Instead of protecting us, the immune system can sometimes go awry, as in the case of autoimmune diseases and allergies. A Ludwig-Maximilian-Universitaet (LMU) in Munich team has dissected how mast cells regulate their calcium levels to keep the immune response under control.
The immune system defends us against attack by viruses and bacteria and also helps to eliminate cancer cells. The innate immune system is responsible for the initial detection and destruction of invasive pathogens. It then alerts the cells of the adaptive immune system, which eliminates infectious organisms and provides long-term protection against them. There are situations, however, in which immune responses can be misdirected, causing the system to focus its firepower on the wrong targets—either the body’s own proteins (in the case of autoimmune diseases) or on intrinsically harmless foreign proteins (in the case of allergies). Now a team of researchers led by LMU immunopharmacologist Susanna Zierler and pharmacologist
Ingrid Boekhoff from the Walther Straub Institute of Pharmacology and Toxicology has now shown that the activity of certain ion-channel proteins in mast cells plays an important role in preventing allergic and anaphylactic reactions and ensuring that immune responses do not overshoot. Mast cells are found in practically all organs in the body and regulate the initiation and resolution of inflammatory reactions mounted by the immune system as a means of combating infections and metabolic dysregulation.
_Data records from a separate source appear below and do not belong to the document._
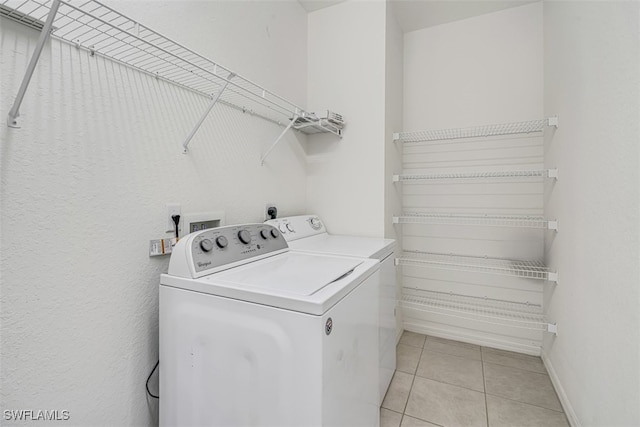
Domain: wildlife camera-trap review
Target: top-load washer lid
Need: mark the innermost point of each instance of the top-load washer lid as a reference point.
(297, 281)
(292, 273)
(308, 233)
(365, 247)
(251, 262)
Immune responses are highly complex processes, which must be carefully targeted. This means that immune cells must be capable of detecting specific signals that interact with receptor proteins on the cell surface and converting them into clearly defined sets of molecular interactions that result in the activation of the appropriate response at the right time and in the right place. Among the reactions triggered within the cell are alterations in the levels of positively charged ions including calcium, sodium and potassium. It turns out that rapid and transient changes in ion concentrations are essential for the activation of many types of immune cells. It is clear that cells regulate intracellular levels of these ions principally via proteins called ion channels and ion pumps, but how these flows are controlled in the context of immune responses is not understood in detail.
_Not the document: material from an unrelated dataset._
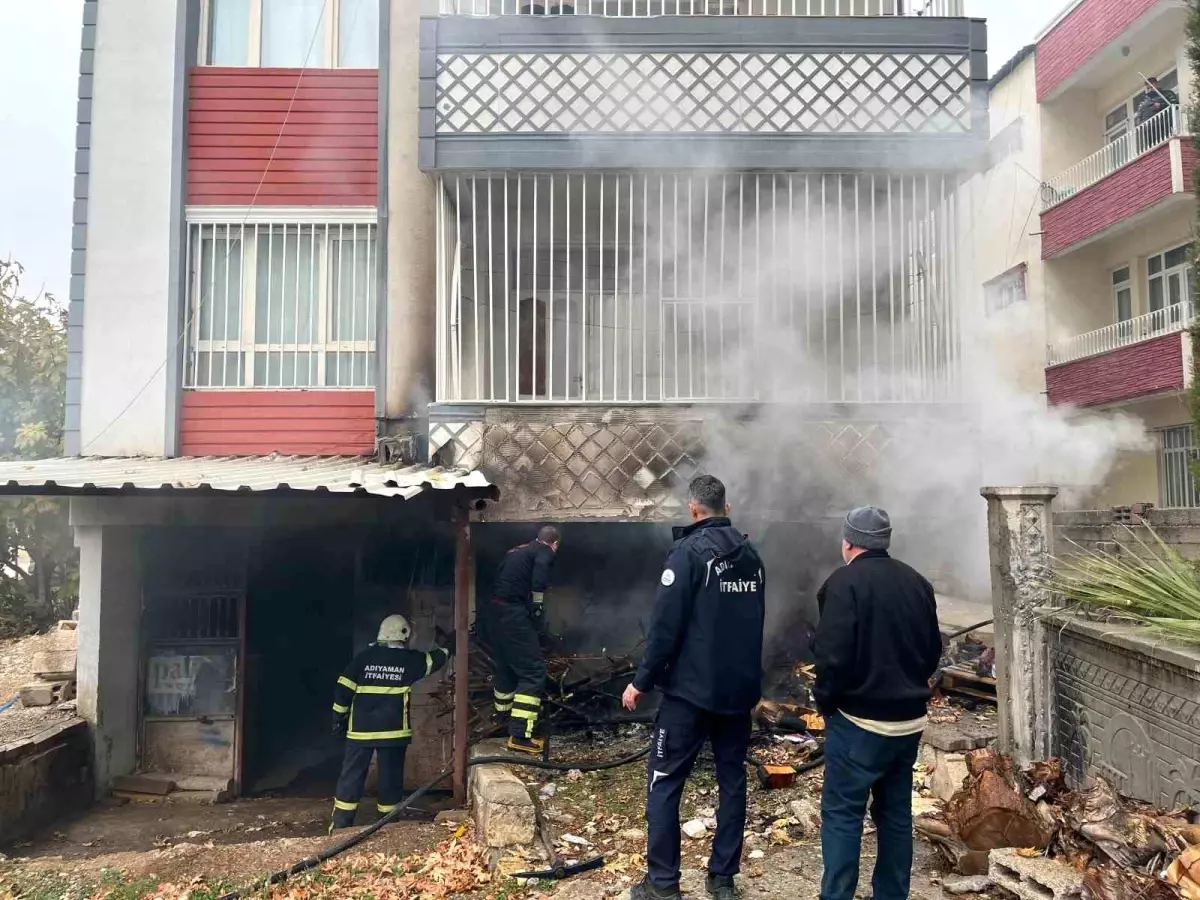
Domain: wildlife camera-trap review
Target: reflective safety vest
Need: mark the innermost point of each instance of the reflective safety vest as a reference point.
(375, 690)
The research groups headed by Susanna Zierler and Ingrid Boekhoff have now, within the framework of the Collaborative Research Center TRR-152 funded by the DFG, characterized the functions of ion channels that selectively regulate the concentration of free calcium in mast cells. Like many other cell types, mast cells achieve this by activating the release of calcium from intracellular stores. The endoplasmic reticulum (ER) is the largest storage organelle for calcium in cells. But other intracellular organelles, such as the mitochondria (the cell’s power stations) and the lysosomes (intracellular waste disposal units), can also supply calcium ions on demand. All of these intracellular compartments are delimited by membranes in which specialized ion channels are inserted. Endolysosomal membranes, for instance, contain a protein that belongs to the family known as two-pore channels (TPCs).
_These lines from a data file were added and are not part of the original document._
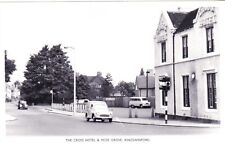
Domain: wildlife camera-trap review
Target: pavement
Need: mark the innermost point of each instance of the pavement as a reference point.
(141, 120)
(144, 121)
(9, 117)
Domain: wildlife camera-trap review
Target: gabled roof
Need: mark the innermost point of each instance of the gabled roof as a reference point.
(141, 82)
(97, 79)
(176, 18)
(187, 21)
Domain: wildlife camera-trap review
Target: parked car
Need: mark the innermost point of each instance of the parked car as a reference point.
(22, 105)
(98, 110)
(139, 102)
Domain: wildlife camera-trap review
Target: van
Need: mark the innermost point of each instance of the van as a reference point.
(139, 102)
(98, 110)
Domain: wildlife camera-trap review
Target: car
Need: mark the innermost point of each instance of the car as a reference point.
(139, 102)
(22, 104)
(98, 110)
Zierler, Boekhoff and their colleagues report that one of these, TPC1, plays a major role in regulating changes in the intracellular distribution of calcium ions between endolysosomes and the ER. They demonstrated that selective genetic knockout or pharmacological inhibition of TPC1 in mast cells in mice alters the balance between the amounts of calcium stored in these organelles. Crucially, this change is associated with a marked increase in the secretion of histamine, which then triggers a severe allergic reaction, on both the cellular and systemic levels. “These results show that perturbation of the sensitively regulated equilibrium that controls the level of intracellular calcium ions in mast cells can lead to drastic allergic and anaphylactic reactions,” says Zierler.
The identification of the TPC1 channel protein as an important regulator of mast-cell activity and histamine secretion has clear therapeutic implications. “The study pinpoints the TPC1 channel as a promising drug target for the treatment of allergic and mast-cell-dependent disorders,” says Zierler. All in all, targeted pharmacological control of the ion channels in immune cells has great potential for the treatment of infections, allergies and perhaps even leukemias.